«Ero dell'idea di restituire le maglie alla tifoseria»

«Se dovessi dire che sono stato io a dare l'ordine ai calciatori di togliersi le maglie, direi una bugia. Però ero d'accordo a darle. Questo contribuì a far riprendere la partita». È uno dei passaggi più importanti della testimonianza resa ieri mattina dal presidente del Genoa, Enrico Preziosi, nel processo che vede quattro ultrà rossoblù imputati di violenza privata, lesioni e violazione della legge sulla sicurezza negli stadi per i fatti di Genoa-Siena del 22 aprile 2012.

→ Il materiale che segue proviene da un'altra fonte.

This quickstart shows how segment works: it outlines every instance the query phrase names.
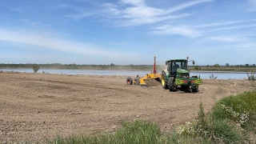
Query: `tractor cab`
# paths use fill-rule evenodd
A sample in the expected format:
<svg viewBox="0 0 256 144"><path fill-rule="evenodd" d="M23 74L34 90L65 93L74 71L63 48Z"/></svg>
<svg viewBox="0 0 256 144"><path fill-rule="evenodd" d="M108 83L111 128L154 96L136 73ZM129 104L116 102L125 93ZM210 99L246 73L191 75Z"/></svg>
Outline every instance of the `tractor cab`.
<svg viewBox="0 0 256 144"><path fill-rule="evenodd" d="M180 75L178 74L184 74L184 75L189 75L188 67L187 67L187 60L186 59L170 59L166 62L167 65L167 70L170 75L177 77Z"/></svg>

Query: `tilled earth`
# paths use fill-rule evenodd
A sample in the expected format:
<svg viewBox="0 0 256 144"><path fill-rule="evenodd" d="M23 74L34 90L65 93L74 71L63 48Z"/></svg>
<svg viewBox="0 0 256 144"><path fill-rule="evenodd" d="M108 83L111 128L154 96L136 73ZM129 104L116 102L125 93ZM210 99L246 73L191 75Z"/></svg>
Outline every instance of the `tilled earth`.
<svg viewBox="0 0 256 144"><path fill-rule="evenodd" d="M124 121L168 131L209 111L218 99L252 90L246 80L203 79L199 92L170 92L160 83L127 86L126 77L0 73L0 143L46 142L59 134L110 133ZM155 84L155 83L154 83Z"/></svg>

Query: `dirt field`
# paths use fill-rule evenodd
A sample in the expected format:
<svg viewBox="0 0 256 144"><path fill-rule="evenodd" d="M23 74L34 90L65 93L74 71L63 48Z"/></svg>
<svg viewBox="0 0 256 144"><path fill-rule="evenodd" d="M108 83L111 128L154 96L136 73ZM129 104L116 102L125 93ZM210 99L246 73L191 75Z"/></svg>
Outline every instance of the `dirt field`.
<svg viewBox="0 0 256 144"><path fill-rule="evenodd" d="M203 80L198 93L126 85L126 77L0 73L0 143L56 134L113 132L122 121L142 119L167 131L196 116L200 102L253 88L246 80Z"/></svg>

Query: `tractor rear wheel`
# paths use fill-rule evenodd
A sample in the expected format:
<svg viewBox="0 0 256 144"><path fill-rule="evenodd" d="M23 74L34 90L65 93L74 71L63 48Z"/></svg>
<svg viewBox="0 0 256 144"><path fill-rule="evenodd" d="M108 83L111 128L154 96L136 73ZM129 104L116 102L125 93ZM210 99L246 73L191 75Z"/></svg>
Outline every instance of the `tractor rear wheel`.
<svg viewBox="0 0 256 144"><path fill-rule="evenodd" d="M175 79L174 77L170 77L168 78L168 88L169 88L170 91L175 91L176 90L176 87L174 86L174 82L175 82Z"/></svg>
<svg viewBox="0 0 256 144"><path fill-rule="evenodd" d="M198 85L192 85L191 90L192 90L192 92L198 92Z"/></svg>
<svg viewBox="0 0 256 144"><path fill-rule="evenodd" d="M126 84L127 85L132 85L133 84L133 78L126 78Z"/></svg>
<svg viewBox="0 0 256 144"><path fill-rule="evenodd" d="M134 81L136 82L135 85L139 86L140 84L139 78L134 78Z"/></svg>
<svg viewBox="0 0 256 144"><path fill-rule="evenodd" d="M161 84L162 84L162 87L163 89L167 89L168 88L168 85L167 85L167 78L166 77L166 73L164 71L162 71L162 78L161 78Z"/></svg>

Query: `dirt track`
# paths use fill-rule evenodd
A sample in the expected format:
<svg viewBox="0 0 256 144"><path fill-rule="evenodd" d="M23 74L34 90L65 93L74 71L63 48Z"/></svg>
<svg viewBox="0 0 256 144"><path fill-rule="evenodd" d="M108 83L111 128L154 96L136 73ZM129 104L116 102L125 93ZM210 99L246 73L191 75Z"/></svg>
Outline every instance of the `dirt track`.
<svg viewBox="0 0 256 144"><path fill-rule="evenodd" d="M0 143L46 142L57 134L112 132L142 119L162 130L209 111L223 97L251 90L248 81L203 80L198 93L126 85L126 77L0 73Z"/></svg>

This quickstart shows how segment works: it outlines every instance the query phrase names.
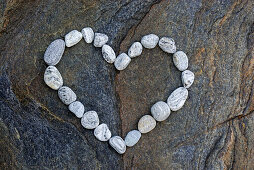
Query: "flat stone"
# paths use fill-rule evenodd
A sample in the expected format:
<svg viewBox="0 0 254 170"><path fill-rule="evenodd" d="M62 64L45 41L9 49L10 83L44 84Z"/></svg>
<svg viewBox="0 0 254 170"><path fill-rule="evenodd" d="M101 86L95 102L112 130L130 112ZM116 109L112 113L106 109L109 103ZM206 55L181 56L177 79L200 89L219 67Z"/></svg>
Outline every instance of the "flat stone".
<svg viewBox="0 0 254 170"><path fill-rule="evenodd" d="M86 129L94 129L99 126L99 123L99 117L95 111L86 112L81 119L81 125Z"/></svg>
<svg viewBox="0 0 254 170"><path fill-rule="evenodd" d="M188 90L184 87L179 87L170 94L167 103L172 111L177 111L183 107L187 98Z"/></svg>
<svg viewBox="0 0 254 170"><path fill-rule="evenodd" d="M134 146L138 143L139 139L141 138L141 133L138 130L130 131L125 137L125 144L126 146Z"/></svg>
<svg viewBox="0 0 254 170"><path fill-rule="evenodd" d="M166 53L173 54L176 52L175 41L169 37L162 37L159 41L159 47Z"/></svg>
<svg viewBox="0 0 254 170"><path fill-rule="evenodd" d="M188 57L183 51L177 51L173 55L173 62L180 71L184 71L188 68Z"/></svg>
<svg viewBox="0 0 254 170"><path fill-rule="evenodd" d="M102 46L102 56L108 63L114 63L116 54L114 50L107 44Z"/></svg>
<svg viewBox="0 0 254 170"><path fill-rule="evenodd" d="M190 70L185 70L182 72L182 83L185 88L189 88L195 79L195 75Z"/></svg>
<svg viewBox="0 0 254 170"><path fill-rule="evenodd" d="M63 86L58 90L58 96L66 105L71 104L77 99L76 94L67 86Z"/></svg>
<svg viewBox="0 0 254 170"><path fill-rule="evenodd" d="M114 65L117 70L124 70L131 62L131 58L126 53L121 53L116 57Z"/></svg>
<svg viewBox="0 0 254 170"><path fill-rule="evenodd" d="M134 42L128 50L128 55L130 58L140 56L142 53L143 47L140 42Z"/></svg>
<svg viewBox="0 0 254 170"><path fill-rule="evenodd" d="M69 106L68 106L69 110L74 113L78 118L81 118L84 114L85 108L84 105L79 102L79 101L75 101L72 102Z"/></svg>
<svg viewBox="0 0 254 170"><path fill-rule="evenodd" d="M109 144L114 148L119 154L123 154L126 151L126 145L124 140L120 136L113 136L109 139Z"/></svg>
<svg viewBox="0 0 254 170"><path fill-rule="evenodd" d="M95 47L102 47L107 42L108 42L108 36L106 34L102 34L102 33L95 33L94 34L93 45Z"/></svg>
<svg viewBox="0 0 254 170"><path fill-rule="evenodd" d="M143 116L138 122L138 130L141 133L148 133L156 126L155 119L150 115Z"/></svg>
<svg viewBox="0 0 254 170"><path fill-rule="evenodd" d="M54 66L61 60L65 49L65 42L62 39L53 41L44 53L44 61L47 65Z"/></svg>
<svg viewBox="0 0 254 170"><path fill-rule="evenodd" d="M82 33L77 30L72 30L65 35L66 47L71 47L76 45L82 39Z"/></svg>
<svg viewBox="0 0 254 170"><path fill-rule="evenodd" d="M159 42L159 37L155 34L148 34L142 37L141 44L148 49L156 47Z"/></svg>
<svg viewBox="0 0 254 170"><path fill-rule="evenodd" d="M48 66L44 73L44 82L50 88L58 90L63 85L63 78L55 66Z"/></svg>
<svg viewBox="0 0 254 170"><path fill-rule="evenodd" d="M167 103L159 101L151 108L151 114L157 121L166 120L170 115L170 108Z"/></svg>
<svg viewBox="0 0 254 170"><path fill-rule="evenodd" d="M100 141L108 141L111 138L111 132L105 123L100 124L94 129L94 136Z"/></svg>

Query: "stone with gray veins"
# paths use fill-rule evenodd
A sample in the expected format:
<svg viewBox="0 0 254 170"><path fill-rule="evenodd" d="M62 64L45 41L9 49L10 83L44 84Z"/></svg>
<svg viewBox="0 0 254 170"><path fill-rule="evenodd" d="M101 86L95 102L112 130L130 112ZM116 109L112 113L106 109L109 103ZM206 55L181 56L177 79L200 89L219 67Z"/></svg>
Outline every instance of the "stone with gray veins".
<svg viewBox="0 0 254 170"><path fill-rule="evenodd" d="M50 88L58 90L63 85L63 78L55 66L48 66L44 73L44 82Z"/></svg>
<svg viewBox="0 0 254 170"><path fill-rule="evenodd" d="M90 27L83 28L81 33L86 43L90 44L93 42L94 32L92 28Z"/></svg>
<svg viewBox="0 0 254 170"><path fill-rule="evenodd" d="M77 30L72 30L65 35L66 47L72 47L76 45L82 39L82 33Z"/></svg>
<svg viewBox="0 0 254 170"><path fill-rule="evenodd" d="M170 115L170 108L167 103L159 101L152 106L151 114L155 120L164 121Z"/></svg>
<svg viewBox="0 0 254 170"><path fill-rule="evenodd" d="M114 63L116 60L116 54L114 50L107 44L102 46L102 56L108 63Z"/></svg>
<svg viewBox="0 0 254 170"><path fill-rule="evenodd" d="M159 37L155 34L148 34L142 37L141 44L148 49L156 47L159 42Z"/></svg>
<svg viewBox="0 0 254 170"><path fill-rule="evenodd" d="M177 111L183 107L187 98L188 90L184 87L179 87L170 94L167 103L172 111Z"/></svg>
<svg viewBox="0 0 254 170"><path fill-rule="evenodd" d="M74 113L78 118L81 118L84 114L85 108L84 105L80 101L72 102L68 106L69 110Z"/></svg>
<svg viewBox="0 0 254 170"><path fill-rule="evenodd" d="M116 57L114 65L117 70L124 70L131 62L131 58L126 53L121 53Z"/></svg>
<svg viewBox="0 0 254 170"><path fill-rule="evenodd" d="M108 141L111 138L111 132L105 123L100 124L94 129L94 136L100 141Z"/></svg>
<svg viewBox="0 0 254 170"><path fill-rule="evenodd" d="M102 47L107 42L108 42L108 36L106 34L102 34L102 33L95 33L94 34L93 45L95 47Z"/></svg>
<svg viewBox="0 0 254 170"><path fill-rule="evenodd" d="M94 129L99 123L100 121L96 111L88 111L81 118L81 125L86 129Z"/></svg>
<svg viewBox="0 0 254 170"><path fill-rule="evenodd" d="M189 88L195 79L195 75L190 70L185 70L182 72L182 83L185 88Z"/></svg>
<svg viewBox="0 0 254 170"><path fill-rule="evenodd" d="M56 65L62 58L65 49L65 42L62 39L53 41L44 53L44 61L50 65Z"/></svg>
<svg viewBox="0 0 254 170"><path fill-rule="evenodd" d="M141 138L141 133L138 130L132 130L128 132L124 141L126 146L131 147L131 146L134 146L136 143L138 143L140 138Z"/></svg>
<svg viewBox="0 0 254 170"><path fill-rule="evenodd" d="M183 51L177 51L173 54L173 62L180 71L184 71L188 68L188 57Z"/></svg>
<svg viewBox="0 0 254 170"><path fill-rule="evenodd" d="M134 58L140 56L142 53L143 47L140 42L134 42L128 50L128 56Z"/></svg>
<svg viewBox="0 0 254 170"><path fill-rule="evenodd" d="M155 119L150 115L143 116L138 122L138 130L141 133L148 133L156 126Z"/></svg>
<svg viewBox="0 0 254 170"><path fill-rule="evenodd" d="M67 86L63 86L58 90L58 96L66 105L71 104L77 99L77 95Z"/></svg>
<svg viewBox="0 0 254 170"><path fill-rule="evenodd" d="M159 41L159 47L167 53L173 54L176 52L175 41L169 37L162 37Z"/></svg>

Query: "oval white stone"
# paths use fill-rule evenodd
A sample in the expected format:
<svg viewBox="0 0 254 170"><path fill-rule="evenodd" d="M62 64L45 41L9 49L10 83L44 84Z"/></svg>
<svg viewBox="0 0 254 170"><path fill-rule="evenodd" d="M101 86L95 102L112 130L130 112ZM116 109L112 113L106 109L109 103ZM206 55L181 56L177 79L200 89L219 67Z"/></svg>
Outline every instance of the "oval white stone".
<svg viewBox="0 0 254 170"><path fill-rule="evenodd" d="M172 111L177 111L183 107L187 98L188 90L184 87L179 87L170 94L167 103Z"/></svg>
<svg viewBox="0 0 254 170"><path fill-rule="evenodd" d="M183 51L177 51L173 55L173 62L180 71L184 71L188 68L188 57Z"/></svg>
<svg viewBox="0 0 254 170"><path fill-rule="evenodd" d="M145 35L144 37L142 37L141 44L145 48L152 49L152 48L156 47L159 39L160 38L155 34L148 34L148 35Z"/></svg>
<svg viewBox="0 0 254 170"><path fill-rule="evenodd" d="M138 143L139 139L141 138L141 133L138 130L130 131L125 137L125 144L126 146L134 146Z"/></svg>
<svg viewBox="0 0 254 170"><path fill-rule="evenodd" d="M84 105L79 102L79 101L75 101L72 102L69 106L68 106L69 110L74 113L78 118L81 118L84 114L85 108Z"/></svg>
<svg viewBox="0 0 254 170"><path fill-rule="evenodd" d="M81 31L86 43L92 43L94 39L93 29L90 27L83 28Z"/></svg>
<svg viewBox="0 0 254 170"><path fill-rule="evenodd" d="M82 39L81 32L77 30L72 30L68 34L65 35L65 44L66 47L71 47L77 44Z"/></svg>
<svg viewBox="0 0 254 170"><path fill-rule="evenodd" d="M167 103L159 101L152 106L151 114L155 120L163 121L170 115L170 108Z"/></svg>
<svg viewBox="0 0 254 170"><path fill-rule="evenodd" d="M128 50L128 55L130 58L140 56L142 53L143 47L140 42L134 42Z"/></svg>
<svg viewBox="0 0 254 170"><path fill-rule="evenodd" d="M48 66L46 68L44 81L54 90L58 90L63 85L63 78L55 66Z"/></svg>
<svg viewBox="0 0 254 170"><path fill-rule="evenodd" d="M111 132L108 126L102 123L94 129L94 136L100 141L108 141L111 138Z"/></svg>
<svg viewBox="0 0 254 170"><path fill-rule="evenodd" d="M66 105L71 104L77 99L77 95L67 86L63 86L58 90L58 96Z"/></svg>
<svg viewBox="0 0 254 170"><path fill-rule="evenodd" d="M143 116L138 122L138 130L141 133L148 133L156 126L155 119L150 115Z"/></svg>
<svg viewBox="0 0 254 170"><path fill-rule="evenodd" d="M162 37L159 41L160 48L167 53L175 53L176 45L175 41L169 37Z"/></svg>
<svg viewBox="0 0 254 170"><path fill-rule="evenodd" d="M116 57L114 65L117 70L124 70L131 62L131 58L126 53L121 53Z"/></svg>
<svg viewBox="0 0 254 170"><path fill-rule="evenodd" d="M114 50L107 44L102 46L102 56L108 63L114 63L116 54Z"/></svg>
<svg viewBox="0 0 254 170"><path fill-rule="evenodd" d="M93 45L95 47L102 47L107 42L108 42L108 36L106 34L102 34L102 33L95 33L94 34Z"/></svg>
<svg viewBox="0 0 254 170"><path fill-rule="evenodd" d="M62 58L65 49L64 40L57 39L53 41L44 54L44 61L50 65L56 65Z"/></svg>
<svg viewBox="0 0 254 170"><path fill-rule="evenodd" d="M99 117L95 111L86 112L82 119L81 125L86 129L94 129L99 125Z"/></svg>
<svg viewBox="0 0 254 170"><path fill-rule="evenodd" d="M185 88L189 88L194 82L195 75L190 70L182 72L182 83Z"/></svg>
<svg viewBox="0 0 254 170"><path fill-rule="evenodd" d="M114 148L119 154L123 154L126 151L126 145L124 140L120 136L113 136L109 140L109 144Z"/></svg>

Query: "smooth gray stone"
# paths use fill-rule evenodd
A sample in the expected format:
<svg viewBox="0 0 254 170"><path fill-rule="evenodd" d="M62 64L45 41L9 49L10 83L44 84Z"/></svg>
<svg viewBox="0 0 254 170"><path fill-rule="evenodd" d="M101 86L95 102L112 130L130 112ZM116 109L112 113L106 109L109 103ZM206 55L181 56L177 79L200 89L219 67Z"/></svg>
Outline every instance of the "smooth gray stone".
<svg viewBox="0 0 254 170"><path fill-rule="evenodd" d="M141 133L138 130L132 130L130 131L124 141L126 146L134 146L136 143L138 143L139 139L141 138Z"/></svg>
<svg viewBox="0 0 254 170"><path fill-rule="evenodd" d="M77 99L76 94L67 86L63 86L58 90L58 96L66 105L71 104Z"/></svg>
<svg viewBox="0 0 254 170"><path fill-rule="evenodd" d="M55 66L48 66L44 73L44 82L50 88L58 90L63 85L63 78Z"/></svg>
<svg viewBox="0 0 254 170"><path fill-rule="evenodd" d="M123 154L126 151L126 144L120 136L113 136L109 139L109 144L114 148L119 154Z"/></svg>
<svg viewBox="0 0 254 170"><path fill-rule="evenodd" d="M65 49L65 42L62 39L53 41L44 53L44 61L47 65L54 66L61 60Z"/></svg>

Preziosi ha ripercorso tutte le tappe della vicenda: «I tifosi chiesero ai giocatori di togliersi le maglie perché secondo loro non le stavano onorando. C'era sgomento, ma non abbiamo mai avuto la sensazione che si potesse arrivare a uno scontro fisico. Una volta consegnate le maglie, si poteva giocare con una muta diversa», ha ricordato il patron rossoblù. Durante la deposizione è stata proiettata una video intervista, fatta subito dopo Genoa-Siena, nella quale Preziosi invocava pene severe per i tifosi che avevano fatto sospendere la partita: «Le mie dichiarazioni erano conseguenza di uno stato emotivo ed erano frutto della rabbia per quello che stava succedendo. Rischiavamo dei punti di penalizzazione e la retrocessione in serie B. Il mio problema in quel momento era continuare la partita. Ero abbastanza frastornato», ha spiegato il presidente rossoblù. Il pm ha chiesto conto a Preziosi dei suoi rapporti con la tifoseria. «Ho ricevuto solo qualche contestazione per la mia presidenza.

Non ho più avuto contatti con i tifosi da sette, otto anni. Non ho mai subito alcuna intimidazione. Ho ricevuto qualche telefonata anonima e basta. Quando i tifosi vennero a Pegli per contestare la squadra, non abbiamo mai avuto la sensazione che ci fosse pericolo».